She didn’t deny these incidents outright, but deflected.

“When we woke up that next day, his name was already on the news,” she said as to why she didn’t call the police. Pullen had dropped her and and their child off with his mother before fleeing to Harrisburg, where he was arrested 13 days later on April 25.

When Pullen took the stand, he tried to fill in some of the blanks left by previous witness testimony. He said when he and Lemons pulled up to ABC Liquor that night, someone shouted to him a warning.

“I just got some news they were going to try and shoot me,” Pullen recalled a friend telling him before the incident. Then he said he saw Sutton get out of the Ford Focus with a gun when, at the same time, he said he heard a shot hit the car. He reacted based on this.

One key point the state has made throughout the trial is that Pullen’s statements to police upon his arrest didn’t add up. He initially said he wasn’t there that night and then said he was, but that Sutton shot first.

When Clark started down the list, he asked about telling police he was in Harrisburg the night of the shooting and that he learned about it from his mom.

“That was a lie,” Clark said.

“Yes it was,” Pullen said, matter-of-factly. “I was trying to see what they knew.”

Pullen said that after he found out the police knew some things, he told the truth. He admitted that he may have missed a few things, but got the main parts right.

“All I knew is he had a gun in his hand and my vehicle got shot. It was him in my eyes,” Pullen said.

Clark ran down a similar line of questioning as he did with Lemons. He asked why not turn to the police station instead of going home.

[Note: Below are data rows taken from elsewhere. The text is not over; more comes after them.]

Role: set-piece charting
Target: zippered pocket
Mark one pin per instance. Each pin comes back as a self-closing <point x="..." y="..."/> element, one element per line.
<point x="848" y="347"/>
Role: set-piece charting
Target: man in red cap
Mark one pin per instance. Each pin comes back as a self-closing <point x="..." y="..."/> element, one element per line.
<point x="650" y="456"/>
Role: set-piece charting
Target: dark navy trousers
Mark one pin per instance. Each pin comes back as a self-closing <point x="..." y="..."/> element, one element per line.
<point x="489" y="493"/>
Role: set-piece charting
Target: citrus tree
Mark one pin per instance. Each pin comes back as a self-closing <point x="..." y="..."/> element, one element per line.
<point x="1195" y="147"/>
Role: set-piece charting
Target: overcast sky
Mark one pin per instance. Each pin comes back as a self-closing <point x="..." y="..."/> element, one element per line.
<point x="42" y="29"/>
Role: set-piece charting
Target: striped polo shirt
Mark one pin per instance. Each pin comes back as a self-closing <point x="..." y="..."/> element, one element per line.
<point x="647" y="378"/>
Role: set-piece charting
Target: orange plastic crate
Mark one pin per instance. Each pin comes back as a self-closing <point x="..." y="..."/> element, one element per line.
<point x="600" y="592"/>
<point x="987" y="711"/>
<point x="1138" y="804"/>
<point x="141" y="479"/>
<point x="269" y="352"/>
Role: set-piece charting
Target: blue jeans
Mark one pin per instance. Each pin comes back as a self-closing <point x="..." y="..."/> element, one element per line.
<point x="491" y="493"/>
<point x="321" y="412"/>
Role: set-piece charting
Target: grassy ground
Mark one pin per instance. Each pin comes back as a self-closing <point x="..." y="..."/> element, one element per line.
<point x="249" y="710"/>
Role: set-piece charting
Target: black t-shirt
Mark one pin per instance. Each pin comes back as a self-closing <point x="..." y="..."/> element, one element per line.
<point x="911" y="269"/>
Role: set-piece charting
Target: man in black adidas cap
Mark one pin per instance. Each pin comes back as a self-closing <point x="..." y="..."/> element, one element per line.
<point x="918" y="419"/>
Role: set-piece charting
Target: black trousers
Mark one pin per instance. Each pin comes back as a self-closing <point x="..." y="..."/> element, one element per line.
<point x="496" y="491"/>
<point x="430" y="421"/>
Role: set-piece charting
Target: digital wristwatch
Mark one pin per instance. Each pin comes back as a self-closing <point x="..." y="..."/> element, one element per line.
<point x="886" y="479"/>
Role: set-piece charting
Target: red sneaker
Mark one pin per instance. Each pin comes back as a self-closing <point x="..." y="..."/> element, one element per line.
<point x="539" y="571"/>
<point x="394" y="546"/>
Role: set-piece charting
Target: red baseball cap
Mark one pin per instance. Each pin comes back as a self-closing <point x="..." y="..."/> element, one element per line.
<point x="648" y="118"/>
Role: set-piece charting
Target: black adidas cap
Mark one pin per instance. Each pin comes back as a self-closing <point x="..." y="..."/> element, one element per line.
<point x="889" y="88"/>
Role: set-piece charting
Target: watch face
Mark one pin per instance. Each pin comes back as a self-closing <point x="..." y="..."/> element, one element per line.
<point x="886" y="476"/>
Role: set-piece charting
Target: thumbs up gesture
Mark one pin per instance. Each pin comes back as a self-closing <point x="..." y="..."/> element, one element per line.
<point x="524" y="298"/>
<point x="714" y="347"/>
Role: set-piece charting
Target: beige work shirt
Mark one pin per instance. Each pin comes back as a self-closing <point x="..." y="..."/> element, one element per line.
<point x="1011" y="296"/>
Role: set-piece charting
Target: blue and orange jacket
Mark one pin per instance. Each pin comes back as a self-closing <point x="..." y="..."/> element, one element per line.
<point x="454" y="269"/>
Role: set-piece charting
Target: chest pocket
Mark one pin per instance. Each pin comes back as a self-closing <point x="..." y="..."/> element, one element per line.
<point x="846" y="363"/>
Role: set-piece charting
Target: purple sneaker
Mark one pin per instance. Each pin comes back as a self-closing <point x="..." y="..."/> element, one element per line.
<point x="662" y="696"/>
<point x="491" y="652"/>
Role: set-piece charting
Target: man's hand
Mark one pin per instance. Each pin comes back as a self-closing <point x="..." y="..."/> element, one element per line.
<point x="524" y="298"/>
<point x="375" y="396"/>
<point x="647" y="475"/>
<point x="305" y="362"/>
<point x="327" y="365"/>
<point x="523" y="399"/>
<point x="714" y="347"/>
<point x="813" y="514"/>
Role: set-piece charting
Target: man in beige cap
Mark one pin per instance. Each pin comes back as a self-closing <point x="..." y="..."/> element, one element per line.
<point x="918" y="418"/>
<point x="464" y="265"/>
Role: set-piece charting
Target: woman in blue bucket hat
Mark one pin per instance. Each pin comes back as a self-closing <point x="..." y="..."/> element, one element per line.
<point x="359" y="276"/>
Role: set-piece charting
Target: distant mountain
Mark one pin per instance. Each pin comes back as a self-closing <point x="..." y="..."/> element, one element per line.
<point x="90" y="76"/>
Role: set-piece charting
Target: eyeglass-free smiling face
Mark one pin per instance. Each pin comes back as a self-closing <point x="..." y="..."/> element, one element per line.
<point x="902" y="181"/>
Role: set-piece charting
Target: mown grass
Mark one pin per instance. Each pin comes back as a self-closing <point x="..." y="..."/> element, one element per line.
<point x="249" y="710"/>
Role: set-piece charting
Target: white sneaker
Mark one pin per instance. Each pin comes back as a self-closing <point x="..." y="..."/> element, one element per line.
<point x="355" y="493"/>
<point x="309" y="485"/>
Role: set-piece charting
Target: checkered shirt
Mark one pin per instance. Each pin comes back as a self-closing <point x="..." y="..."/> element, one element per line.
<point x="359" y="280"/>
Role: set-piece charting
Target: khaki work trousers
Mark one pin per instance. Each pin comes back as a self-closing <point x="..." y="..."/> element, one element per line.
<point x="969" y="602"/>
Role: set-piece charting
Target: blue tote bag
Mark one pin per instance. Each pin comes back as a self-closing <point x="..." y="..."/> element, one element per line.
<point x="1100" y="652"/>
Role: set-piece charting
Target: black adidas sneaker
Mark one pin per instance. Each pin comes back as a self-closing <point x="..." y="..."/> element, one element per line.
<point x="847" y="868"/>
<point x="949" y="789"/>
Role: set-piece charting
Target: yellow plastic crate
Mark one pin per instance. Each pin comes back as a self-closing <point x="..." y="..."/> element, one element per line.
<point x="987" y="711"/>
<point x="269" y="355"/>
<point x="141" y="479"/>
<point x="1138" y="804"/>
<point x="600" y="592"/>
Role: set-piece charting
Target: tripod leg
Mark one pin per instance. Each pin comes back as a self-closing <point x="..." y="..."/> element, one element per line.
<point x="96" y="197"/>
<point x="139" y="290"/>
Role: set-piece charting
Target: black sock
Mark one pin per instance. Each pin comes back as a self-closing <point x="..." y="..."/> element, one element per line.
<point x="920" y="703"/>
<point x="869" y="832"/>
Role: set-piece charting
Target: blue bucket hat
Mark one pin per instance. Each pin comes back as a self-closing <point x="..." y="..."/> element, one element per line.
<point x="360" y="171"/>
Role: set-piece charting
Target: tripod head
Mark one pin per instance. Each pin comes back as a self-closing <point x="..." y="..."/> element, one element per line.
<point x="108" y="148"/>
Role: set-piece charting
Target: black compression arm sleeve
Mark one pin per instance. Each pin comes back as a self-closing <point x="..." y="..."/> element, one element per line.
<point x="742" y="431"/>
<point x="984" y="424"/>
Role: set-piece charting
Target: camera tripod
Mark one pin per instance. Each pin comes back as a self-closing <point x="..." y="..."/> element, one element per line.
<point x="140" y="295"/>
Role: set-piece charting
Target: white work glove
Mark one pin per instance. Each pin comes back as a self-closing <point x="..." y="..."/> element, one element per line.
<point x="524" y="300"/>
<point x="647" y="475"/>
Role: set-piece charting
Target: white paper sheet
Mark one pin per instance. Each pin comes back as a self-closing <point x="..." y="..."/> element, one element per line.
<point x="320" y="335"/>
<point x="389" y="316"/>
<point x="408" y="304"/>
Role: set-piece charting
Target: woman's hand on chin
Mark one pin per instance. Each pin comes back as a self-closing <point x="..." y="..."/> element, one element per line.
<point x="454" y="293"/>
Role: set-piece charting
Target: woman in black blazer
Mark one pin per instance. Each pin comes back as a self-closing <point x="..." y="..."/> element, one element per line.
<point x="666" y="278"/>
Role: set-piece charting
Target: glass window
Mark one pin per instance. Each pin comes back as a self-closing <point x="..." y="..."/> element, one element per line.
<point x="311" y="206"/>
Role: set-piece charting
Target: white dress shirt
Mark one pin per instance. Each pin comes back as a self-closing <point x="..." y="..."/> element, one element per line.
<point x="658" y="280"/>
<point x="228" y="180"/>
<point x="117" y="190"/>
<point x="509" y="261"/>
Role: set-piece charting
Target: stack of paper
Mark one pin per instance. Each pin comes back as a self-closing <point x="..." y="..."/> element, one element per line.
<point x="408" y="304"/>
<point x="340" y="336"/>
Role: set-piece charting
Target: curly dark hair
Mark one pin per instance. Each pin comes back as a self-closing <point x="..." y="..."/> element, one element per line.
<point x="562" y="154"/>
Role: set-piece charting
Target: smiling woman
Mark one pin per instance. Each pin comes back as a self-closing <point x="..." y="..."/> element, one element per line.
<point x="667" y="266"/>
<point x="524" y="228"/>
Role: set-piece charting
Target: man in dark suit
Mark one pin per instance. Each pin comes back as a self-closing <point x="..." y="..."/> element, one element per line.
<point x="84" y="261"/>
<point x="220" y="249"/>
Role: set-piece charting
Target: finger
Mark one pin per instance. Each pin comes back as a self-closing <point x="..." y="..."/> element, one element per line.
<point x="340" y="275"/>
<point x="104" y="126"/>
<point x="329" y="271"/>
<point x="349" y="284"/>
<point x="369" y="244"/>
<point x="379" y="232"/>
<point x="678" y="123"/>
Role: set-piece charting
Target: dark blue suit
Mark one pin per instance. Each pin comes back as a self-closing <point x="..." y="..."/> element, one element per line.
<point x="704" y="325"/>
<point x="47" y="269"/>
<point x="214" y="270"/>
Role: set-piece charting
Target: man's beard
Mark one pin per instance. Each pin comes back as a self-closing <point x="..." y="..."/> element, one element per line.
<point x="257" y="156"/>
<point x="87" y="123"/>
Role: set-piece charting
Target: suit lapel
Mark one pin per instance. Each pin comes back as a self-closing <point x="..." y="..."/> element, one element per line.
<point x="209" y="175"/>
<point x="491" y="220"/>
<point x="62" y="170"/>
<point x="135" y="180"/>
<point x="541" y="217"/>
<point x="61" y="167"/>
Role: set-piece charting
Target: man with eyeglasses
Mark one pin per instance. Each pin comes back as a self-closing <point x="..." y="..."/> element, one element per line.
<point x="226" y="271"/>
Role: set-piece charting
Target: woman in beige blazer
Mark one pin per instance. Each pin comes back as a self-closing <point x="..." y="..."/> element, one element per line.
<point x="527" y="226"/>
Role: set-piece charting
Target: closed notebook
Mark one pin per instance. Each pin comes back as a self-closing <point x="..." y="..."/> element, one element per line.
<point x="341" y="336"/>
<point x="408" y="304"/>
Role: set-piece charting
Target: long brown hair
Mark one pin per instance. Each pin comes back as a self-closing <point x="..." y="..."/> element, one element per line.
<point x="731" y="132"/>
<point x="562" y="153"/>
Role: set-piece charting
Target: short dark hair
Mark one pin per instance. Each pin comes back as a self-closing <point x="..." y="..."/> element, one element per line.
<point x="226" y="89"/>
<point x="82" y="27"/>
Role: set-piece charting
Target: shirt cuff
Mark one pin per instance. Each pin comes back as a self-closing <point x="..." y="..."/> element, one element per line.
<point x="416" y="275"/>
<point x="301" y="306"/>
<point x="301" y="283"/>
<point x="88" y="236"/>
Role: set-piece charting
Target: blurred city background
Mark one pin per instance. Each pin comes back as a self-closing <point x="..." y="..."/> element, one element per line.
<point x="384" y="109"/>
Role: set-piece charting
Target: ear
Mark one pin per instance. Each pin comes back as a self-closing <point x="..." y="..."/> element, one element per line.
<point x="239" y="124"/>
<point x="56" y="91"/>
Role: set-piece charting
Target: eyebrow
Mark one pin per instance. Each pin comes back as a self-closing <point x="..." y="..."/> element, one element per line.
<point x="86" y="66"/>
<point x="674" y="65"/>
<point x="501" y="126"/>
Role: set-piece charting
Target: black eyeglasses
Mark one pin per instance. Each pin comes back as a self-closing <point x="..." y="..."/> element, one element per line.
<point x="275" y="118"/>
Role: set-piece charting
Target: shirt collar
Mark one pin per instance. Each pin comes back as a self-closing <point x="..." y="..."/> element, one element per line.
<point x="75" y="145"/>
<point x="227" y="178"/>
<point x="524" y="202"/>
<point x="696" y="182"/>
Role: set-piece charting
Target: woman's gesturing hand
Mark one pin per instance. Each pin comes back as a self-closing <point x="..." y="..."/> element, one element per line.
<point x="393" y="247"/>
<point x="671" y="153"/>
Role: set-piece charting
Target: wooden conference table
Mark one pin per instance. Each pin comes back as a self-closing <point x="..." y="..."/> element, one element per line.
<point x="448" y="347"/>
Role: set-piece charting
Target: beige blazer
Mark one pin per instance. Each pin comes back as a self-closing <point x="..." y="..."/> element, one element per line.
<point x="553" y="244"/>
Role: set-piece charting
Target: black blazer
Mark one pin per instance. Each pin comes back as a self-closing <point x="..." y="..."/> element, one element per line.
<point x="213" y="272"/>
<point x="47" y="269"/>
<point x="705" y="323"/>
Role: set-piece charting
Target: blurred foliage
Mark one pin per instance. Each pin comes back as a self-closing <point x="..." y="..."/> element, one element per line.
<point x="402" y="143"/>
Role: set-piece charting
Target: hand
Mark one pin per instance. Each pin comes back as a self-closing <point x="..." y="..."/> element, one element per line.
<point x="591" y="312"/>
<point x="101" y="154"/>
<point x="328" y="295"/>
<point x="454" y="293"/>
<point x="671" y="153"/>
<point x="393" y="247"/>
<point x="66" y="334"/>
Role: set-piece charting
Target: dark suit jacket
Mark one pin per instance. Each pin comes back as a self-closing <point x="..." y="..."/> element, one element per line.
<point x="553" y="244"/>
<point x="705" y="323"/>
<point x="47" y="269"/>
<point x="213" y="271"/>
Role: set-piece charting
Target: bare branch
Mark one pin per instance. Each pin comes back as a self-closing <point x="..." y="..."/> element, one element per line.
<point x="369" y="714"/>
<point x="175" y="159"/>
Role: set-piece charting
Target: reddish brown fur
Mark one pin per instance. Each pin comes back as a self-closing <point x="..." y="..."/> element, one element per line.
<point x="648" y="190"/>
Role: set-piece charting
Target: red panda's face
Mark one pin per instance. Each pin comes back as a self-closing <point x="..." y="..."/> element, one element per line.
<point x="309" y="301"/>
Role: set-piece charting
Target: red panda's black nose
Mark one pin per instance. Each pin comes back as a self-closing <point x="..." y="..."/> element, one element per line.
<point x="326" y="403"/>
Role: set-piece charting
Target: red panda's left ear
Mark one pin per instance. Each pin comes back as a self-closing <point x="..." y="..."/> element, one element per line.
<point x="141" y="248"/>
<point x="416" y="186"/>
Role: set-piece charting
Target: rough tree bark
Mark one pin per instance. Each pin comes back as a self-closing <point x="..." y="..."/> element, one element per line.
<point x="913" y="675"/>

“Why would I go to the police station with a gun?” he replied.

Why not call 911 and say he was shot at and he shot back in self-defense, Clark asked.

“That’s not how it would have went,” Pullen said, saying he knew police would not see it his way. “That’s why I’m here in this box right now."

They then went into his night trying to get to Harrisburg. He said he first went the back roads to Murphysboro and then took back roads to Harrisburg. Clark said he could have gone to the Jackson County Sheriff’s Office or the Murphysboro Police Department or to any of the police departments he passed on the 45-minute trip to Harrisburg.

“I could have did a lot of things,” Pullen said, repeating this each time Clark noted that he could have gone to each municipal or county police station.

“What help were they going to give me?" Pullen said.

Closing arguments will be made Wednesday. The trial will resume at 9 a.m.